Parsing references from the PDF

koppor · April 8, 2024, 9:32am

JabRef offers the feature to extract references from the bibliography of a PDF using GROBID’s capabilities. This works OKish, but has the major drawbacks that data is sent from JabRef to a service hosted by the JabRef developers. When conducting paper reviews, one does not want to share the PDFs to other third parties.

Therefore, we included a possibility for offline parsing in JabRef. It currently works well for IEEE papers, but not for others.

You can try it out if it works for you, too: Download the latest development version from https://builds.jabref.org/main/.
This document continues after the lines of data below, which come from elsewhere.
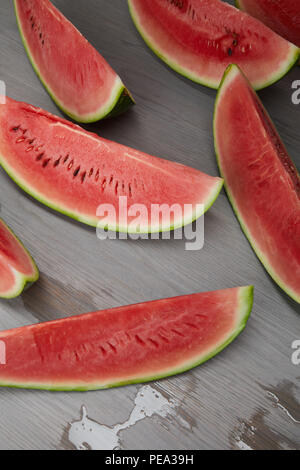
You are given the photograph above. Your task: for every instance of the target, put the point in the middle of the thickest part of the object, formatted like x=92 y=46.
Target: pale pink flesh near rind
x=74 y=171
x=77 y=77
x=17 y=268
x=131 y=344
x=173 y=33
x=262 y=182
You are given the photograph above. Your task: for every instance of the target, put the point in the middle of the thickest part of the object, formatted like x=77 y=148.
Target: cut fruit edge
x=22 y=281
x=233 y=70
x=120 y=99
x=201 y=208
x=287 y=64
x=198 y=209
x=238 y=5
x=243 y=312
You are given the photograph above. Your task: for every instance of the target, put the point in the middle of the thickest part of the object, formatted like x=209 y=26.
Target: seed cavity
x=70 y=165
x=83 y=175
x=57 y=162
x=45 y=163
x=76 y=171
x=40 y=156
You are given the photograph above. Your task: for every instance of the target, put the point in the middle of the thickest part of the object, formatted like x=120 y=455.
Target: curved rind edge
x=117 y=94
x=258 y=253
x=286 y=67
x=22 y=282
x=96 y=223
x=244 y=309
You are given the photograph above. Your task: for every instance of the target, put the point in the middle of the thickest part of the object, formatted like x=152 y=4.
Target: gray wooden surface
x=246 y=397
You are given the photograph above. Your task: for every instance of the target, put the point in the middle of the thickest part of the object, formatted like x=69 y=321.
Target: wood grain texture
x=229 y=402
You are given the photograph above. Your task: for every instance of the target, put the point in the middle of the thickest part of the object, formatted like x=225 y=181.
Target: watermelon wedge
x=131 y=344
x=74 y=172
x=283 y=16
x=200 y=38
x=262 y=182
x=17 y=268
x=77 y=77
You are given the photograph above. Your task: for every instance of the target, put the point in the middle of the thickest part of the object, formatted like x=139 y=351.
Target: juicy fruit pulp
x=74 y=171
x=200 y=38
x=125 y=345
x=17 y=268
x=261 y=180
x=77 y=77
x=283 y=16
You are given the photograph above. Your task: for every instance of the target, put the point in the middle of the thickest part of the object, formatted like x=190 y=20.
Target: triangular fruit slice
x=262 y=182
x=17 y=268
x=200 y=38
x=95 y=181
x=131 y=344
x=77 y=77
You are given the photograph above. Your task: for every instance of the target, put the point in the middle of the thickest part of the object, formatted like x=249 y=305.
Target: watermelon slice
x=125 y=345
x=262 y=182
x=283 y=16
x=74 y=171
x=17 y=268
x=200 y=38
x=77 y=77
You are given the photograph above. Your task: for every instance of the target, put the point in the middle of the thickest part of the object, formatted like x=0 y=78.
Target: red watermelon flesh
x=17 y=268
x=283 y=16
x=125 y=345
x=74 y=171
x=77 y=77
x=262 y=182
x=200 y=38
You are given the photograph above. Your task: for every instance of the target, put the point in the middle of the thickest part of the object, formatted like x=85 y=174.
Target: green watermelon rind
x=238 y=5
x=286 y=67
x=94 y=222
x=244 y=309
x=120 y=101
x=22 y=282
x=255 y=248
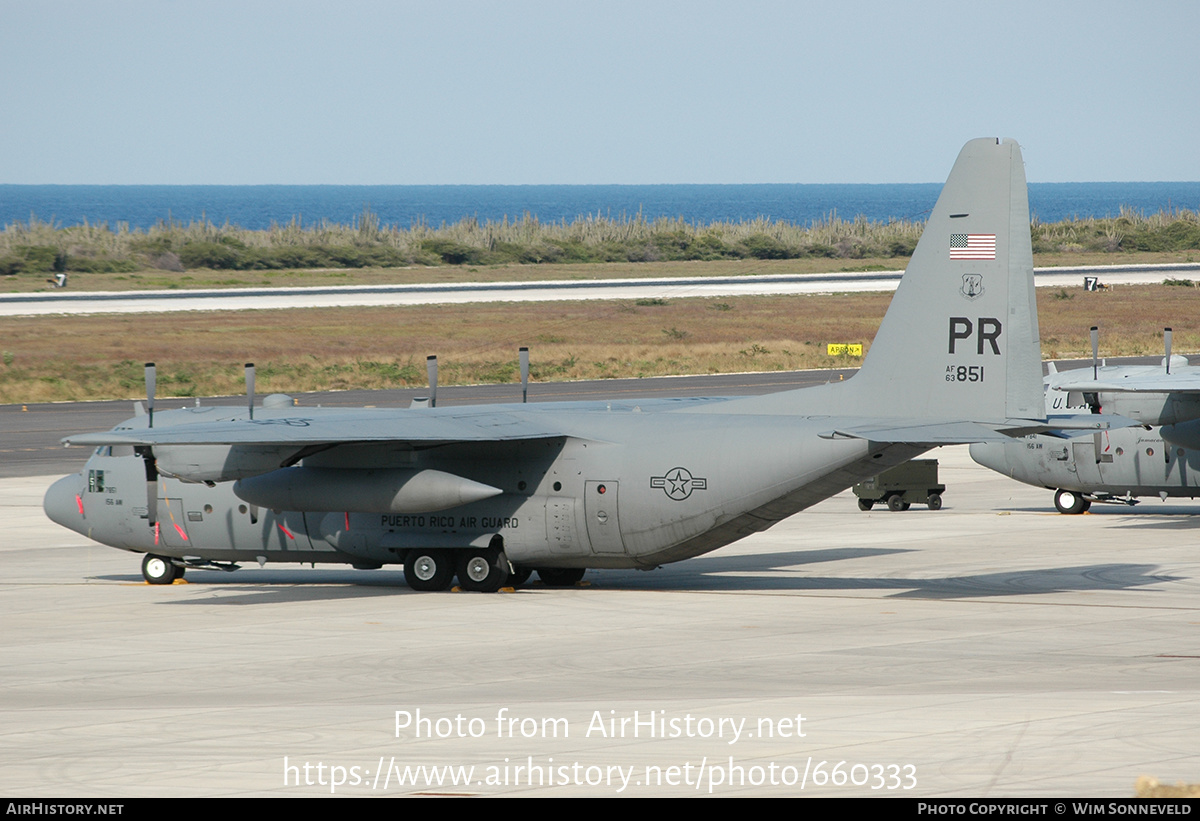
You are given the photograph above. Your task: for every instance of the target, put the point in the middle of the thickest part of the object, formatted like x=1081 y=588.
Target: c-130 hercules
x=490 y=493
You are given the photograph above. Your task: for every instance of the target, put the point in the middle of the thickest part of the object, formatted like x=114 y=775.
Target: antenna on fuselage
x=525 y=373
x=431 y=366
x=151 y=382
x=1096 y=351
x=250 y=388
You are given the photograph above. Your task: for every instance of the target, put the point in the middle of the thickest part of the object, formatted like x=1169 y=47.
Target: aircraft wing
x=339 y=426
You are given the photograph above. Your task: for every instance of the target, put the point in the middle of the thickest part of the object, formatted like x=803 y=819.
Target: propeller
x=151 y=382
x=1096 y=351
x=431 y=365
x=525 y=375
x=147 y=453
x=250 y=387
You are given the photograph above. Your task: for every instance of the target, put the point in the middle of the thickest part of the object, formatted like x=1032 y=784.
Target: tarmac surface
x=993 y=648
x=241 y=299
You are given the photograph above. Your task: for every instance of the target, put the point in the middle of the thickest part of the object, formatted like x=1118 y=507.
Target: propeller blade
x=525 y=375
x=1096 y=351
x=151 y=385
x=151 y=467
x=250 y=387
x=431 y=365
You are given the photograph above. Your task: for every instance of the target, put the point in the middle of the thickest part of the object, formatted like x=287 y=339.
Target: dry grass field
x=155 y=280
x=201 y=354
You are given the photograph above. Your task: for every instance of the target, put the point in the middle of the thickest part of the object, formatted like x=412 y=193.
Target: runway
x=993 y=648
x=240 y=299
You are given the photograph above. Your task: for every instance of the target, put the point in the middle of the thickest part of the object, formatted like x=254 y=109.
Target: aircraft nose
x=63 y=503
x=990 y=454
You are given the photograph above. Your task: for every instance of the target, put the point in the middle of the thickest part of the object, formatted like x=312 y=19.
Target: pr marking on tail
x=989 y=330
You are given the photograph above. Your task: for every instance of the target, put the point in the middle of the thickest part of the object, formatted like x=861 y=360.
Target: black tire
x=1071 y=502
x=429 y=570
x=483 y=569
x=561 y=576
x=159 y=570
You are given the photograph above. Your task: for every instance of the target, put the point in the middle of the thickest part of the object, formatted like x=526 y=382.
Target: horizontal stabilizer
x=945 y=432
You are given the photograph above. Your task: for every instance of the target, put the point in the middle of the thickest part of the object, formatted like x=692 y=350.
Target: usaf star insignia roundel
x=678 y=484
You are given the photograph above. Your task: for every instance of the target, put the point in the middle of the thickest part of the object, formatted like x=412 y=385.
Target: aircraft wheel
x=483 y=570
x=429 y=569
x=1069 y=502
x=561 y=576
x=159 y=570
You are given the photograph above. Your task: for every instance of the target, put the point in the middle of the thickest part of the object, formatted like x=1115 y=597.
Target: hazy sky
x=181 y=91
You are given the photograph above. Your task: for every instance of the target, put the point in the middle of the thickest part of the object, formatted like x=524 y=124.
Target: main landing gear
x=159 y=570
x=479 y=569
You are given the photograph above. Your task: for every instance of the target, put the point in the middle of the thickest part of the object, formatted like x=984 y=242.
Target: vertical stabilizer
x=960 y=339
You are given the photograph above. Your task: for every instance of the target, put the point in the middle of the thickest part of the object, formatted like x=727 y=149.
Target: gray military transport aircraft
x=1161 y=457
x=490 y=493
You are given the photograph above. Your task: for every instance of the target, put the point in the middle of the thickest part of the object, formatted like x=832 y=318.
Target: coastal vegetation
x=54 y=358
x=37 y=249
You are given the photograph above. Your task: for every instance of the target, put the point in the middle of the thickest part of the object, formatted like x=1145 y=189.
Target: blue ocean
x=258 y=207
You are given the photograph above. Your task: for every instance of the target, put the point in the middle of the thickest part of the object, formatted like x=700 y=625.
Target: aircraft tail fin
x=960 y=339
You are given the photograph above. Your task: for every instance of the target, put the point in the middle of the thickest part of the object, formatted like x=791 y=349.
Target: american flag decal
x=972 y=246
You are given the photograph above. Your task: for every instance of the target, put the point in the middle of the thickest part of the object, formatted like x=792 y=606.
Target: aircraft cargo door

Ensure that online services are disabled

You need to scroll down in the “Web search” preferences.

Start parser

Have the PDF attached to an entry.
Right-click on the entry in the entry table.
Select the item “Extract references from file (offline)”

Ensure that “offline” is written. If there is “online” written, you have GROBID services enabled.

There will be a popup with all parsed references

First, click “Select all new entries”, then deselect “Download linked online files”. Finally, press “Import entries” to add the entries to your library.

Result

The entries are now imported into the main table.

The original entry has links to the cited entries in the “Other fields” section:

Links

You find the PDF used for testing at jabref/src/test/resources/org/jabref/logic/importer/fileformat/tua3i2refpage.pdf at main · JabRef/jabref · GitHub.

A discussion of older functionality is done at Import from Reference text.

Outlook

We are happy to hear feedback on this functionality and how that it works for your use-case, too. If it does not, please search for an open-access PDF - or create a new example PDF for us. Then, we can work on parsing your variant of references similar to the pull request 11156.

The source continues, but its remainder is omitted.